Finalmente la Rai tv ha trovato la maniera più suggestiva di festeggiare i suoi sessant’anni di trasmissioni: una bella lite tra Bruno Vespa e Pippo Baudo. Personalmente, mi sarei entusiasmato all’idea che i due si affrontassero in diretta in una vasca piena di fango ma, purtroppo, il loro senso dello spettacolo in questa occasione è venuto meno ed entrambi hanno preferito affidare i loro strali alla stampa. Motivo della baruffa, il mancato invito di Pippo Baudo alla puntata di “Porta a Porta” dedicata, appunto, ai 60 anni della televisione italiana.
Risentito, il presentatore ha voluto far notare come «Vespa non sia il proprietario della Rai» il che, francamente, per molti di noi rappresenta una sorpresa. Incattivito, il giornalista ha voluto precisare che la sua non è stata una disattenzione: «Baudo non è stato invitato perché durante una riunione per le trasmissioni sui 150 anni dell’Unità d’Italia sputò addosso a Claudio Donat-Cattin, già vicedirettore di Raiuno, il più autorevole tra i nostri collaboratori. L’incidente avvenne davanti a numerosi testimoni e Baudo non si è mai scusato».
Non so voi, mai io leggo queste righe con ammirazione e assoluto divertimento.

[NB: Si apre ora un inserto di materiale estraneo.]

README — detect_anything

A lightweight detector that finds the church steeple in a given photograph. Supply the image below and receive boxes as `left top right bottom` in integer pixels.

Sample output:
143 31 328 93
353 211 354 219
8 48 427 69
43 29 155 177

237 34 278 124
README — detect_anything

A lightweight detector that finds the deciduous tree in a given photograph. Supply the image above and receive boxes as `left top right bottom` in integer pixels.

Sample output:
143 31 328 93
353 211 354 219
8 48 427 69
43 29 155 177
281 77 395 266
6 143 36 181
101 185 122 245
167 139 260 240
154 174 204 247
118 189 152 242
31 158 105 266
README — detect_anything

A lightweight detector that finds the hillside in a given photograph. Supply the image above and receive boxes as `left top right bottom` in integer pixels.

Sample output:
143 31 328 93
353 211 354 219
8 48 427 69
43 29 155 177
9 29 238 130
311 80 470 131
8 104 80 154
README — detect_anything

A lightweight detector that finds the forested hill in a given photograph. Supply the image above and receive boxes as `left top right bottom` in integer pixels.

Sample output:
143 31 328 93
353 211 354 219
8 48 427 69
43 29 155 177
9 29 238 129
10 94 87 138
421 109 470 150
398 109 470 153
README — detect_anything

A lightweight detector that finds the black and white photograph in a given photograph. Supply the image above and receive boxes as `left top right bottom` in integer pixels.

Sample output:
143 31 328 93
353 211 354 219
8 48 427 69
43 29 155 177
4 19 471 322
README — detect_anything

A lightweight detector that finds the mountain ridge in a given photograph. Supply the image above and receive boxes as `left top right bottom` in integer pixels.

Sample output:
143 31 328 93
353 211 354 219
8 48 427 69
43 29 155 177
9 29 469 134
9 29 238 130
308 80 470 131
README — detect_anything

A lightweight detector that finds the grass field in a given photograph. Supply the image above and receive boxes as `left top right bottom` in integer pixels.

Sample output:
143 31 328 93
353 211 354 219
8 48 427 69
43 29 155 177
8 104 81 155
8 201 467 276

Ammirazione per la sfacciata, scontata e indisturbata indifferenza dei due protagonisti agli interessi del pubblico: l’episodio riferito da Vespa, per quanto sgradevole, soprattutto per il povero Donat-Cattin, nulla ha che vedere con la completezza di una trasmissione d’informazione come “Porta a Porta”. Se la presenza di Baudo era necessaria a raccontare 60 anni di tv, allora egli doveva essere invitato a dispetto di «incidenti», beghe e mancate scuse che, per il pubblico, non hanno importanza alcuna. Altrimenti, se escludendo Baudo nessuna testimonianza di rilievo è andata perduta, allora il problema non esiste.
L’interesse del pubblico rimane invece in secondo piano: tutto si è trasformato in una questione tra due mature primedonne. Il che, bisogna ammettere, in fondo sintetizza benissimo 6 decenni di tv e almeno altrettanti di storia italiana.